Reverend Rufus Pratt, was born in Sauquoit, New York, on April 23, 1798, and died in Dorset, Vermont on January. 26, 1888. He was a man of marked individuality and of rare attainments.
Pratt, a true lover of learning, was self-educated. He was persistent and successful in his quest for knowledge which began in his youth and continuing to the last year of his life. He taught winter schools in Paris, New Hartford and Kirkland, and was an enthusiast in Sunday School.
Reverend Pratt derived great good from the preaching and writings of Reverend Charles G. Finney, and was in full sympathy with the revival spirit of the day. Pratt was in close touch with noted philanthropists and reformers of Central New York. He provided effective cooperation with the efforts of Beriah Green, William Goodell, Alvan Stewart and Gerrit Smith.
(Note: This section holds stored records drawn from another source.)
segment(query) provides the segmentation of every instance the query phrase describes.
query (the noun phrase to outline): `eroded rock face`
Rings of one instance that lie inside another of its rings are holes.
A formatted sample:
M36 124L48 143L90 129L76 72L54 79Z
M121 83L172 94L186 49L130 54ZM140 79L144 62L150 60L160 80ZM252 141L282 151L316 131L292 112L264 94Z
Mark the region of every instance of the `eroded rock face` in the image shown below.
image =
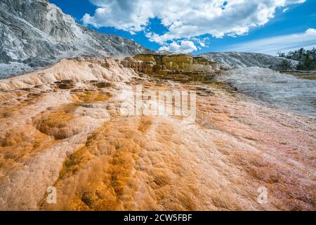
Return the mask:
M220 70L216 63L187 54L138 54L125 58L121 63L136 71L171 79L207 80Z
M89 30L48 0L0 1L0 78L65 58L152 52L133 41Z

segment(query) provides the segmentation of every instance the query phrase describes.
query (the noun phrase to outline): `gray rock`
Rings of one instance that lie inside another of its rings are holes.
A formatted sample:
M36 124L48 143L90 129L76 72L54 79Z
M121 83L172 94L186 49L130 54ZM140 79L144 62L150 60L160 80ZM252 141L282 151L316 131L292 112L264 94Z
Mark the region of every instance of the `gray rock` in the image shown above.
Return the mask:
M289 60L294 69L298 61L262 53L241 52L209 52L199 55L209 60L217 62L227 68L259 67L278 70L284 60Z

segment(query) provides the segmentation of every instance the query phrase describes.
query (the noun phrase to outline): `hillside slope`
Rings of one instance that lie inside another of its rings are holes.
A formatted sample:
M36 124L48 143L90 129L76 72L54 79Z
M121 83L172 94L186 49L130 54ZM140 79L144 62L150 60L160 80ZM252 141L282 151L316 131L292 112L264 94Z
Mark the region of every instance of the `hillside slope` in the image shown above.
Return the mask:
M294 69L298 64L296 60L272 56L242 52L209 52L199 55L199 56L217 62L222 66L228 68L241 68L259 67L278 70L284 60L288 60Z
M0 37L0 78L62 58L151 51L132 40L87 29L47 0L1 0Z

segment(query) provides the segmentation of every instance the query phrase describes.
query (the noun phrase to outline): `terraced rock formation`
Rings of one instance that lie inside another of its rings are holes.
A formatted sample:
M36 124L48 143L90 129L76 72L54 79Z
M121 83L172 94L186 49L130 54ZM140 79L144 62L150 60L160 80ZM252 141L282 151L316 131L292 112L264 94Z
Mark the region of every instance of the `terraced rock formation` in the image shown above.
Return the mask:
M219 64L187 54L138 54L125 58L126 68L160 79L174 81L207 81L220 71Z

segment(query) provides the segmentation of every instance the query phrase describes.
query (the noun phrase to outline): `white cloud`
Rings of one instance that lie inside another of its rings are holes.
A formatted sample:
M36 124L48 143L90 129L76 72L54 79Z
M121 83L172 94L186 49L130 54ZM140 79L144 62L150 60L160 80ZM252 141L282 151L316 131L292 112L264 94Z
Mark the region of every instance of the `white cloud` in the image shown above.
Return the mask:
M114 27L135 33L146 30L150 18L158 18L168 29L164 34L149 32L152 41L190 39L203 34L222 37L240 35L265 24L277 8L305 0L90 0L98 8L86 14L85 24ZM227 2L227 4L225 4Z
M232 45L224 51L258 52L275 55L277 52L287 53L300 48L316 47L316 30L308 29L303 33L277 36L241 44Z
M168 46L162 46L159 51L165 50L171 52L181 53L190 53L194 51L197 50L197 47L191 41L183 40L180 41L180 44L176 42L172 42Z

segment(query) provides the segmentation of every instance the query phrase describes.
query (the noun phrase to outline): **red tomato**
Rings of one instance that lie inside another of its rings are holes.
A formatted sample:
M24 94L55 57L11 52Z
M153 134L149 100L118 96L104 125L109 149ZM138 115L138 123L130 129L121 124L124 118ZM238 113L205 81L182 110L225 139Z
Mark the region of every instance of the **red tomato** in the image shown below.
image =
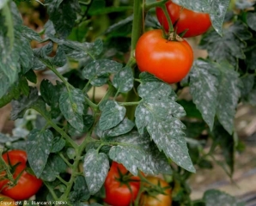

Pratt was with Gerrit Smith at the Utica Convention for the organization of the New York State Anti-Slavery Society. The meeting was broken up by a mob and retreated to Peterboro by invitation of Mr. Smith.
As a man and a minister, Reverend Pratt was in hearty sympathy with all honest, earnest Christian men, black or white. The Southern fugitive was welcomed and protected in his home, and a sincere servant of Jesus gladly fellowshipped in his pulpit at the Communion table.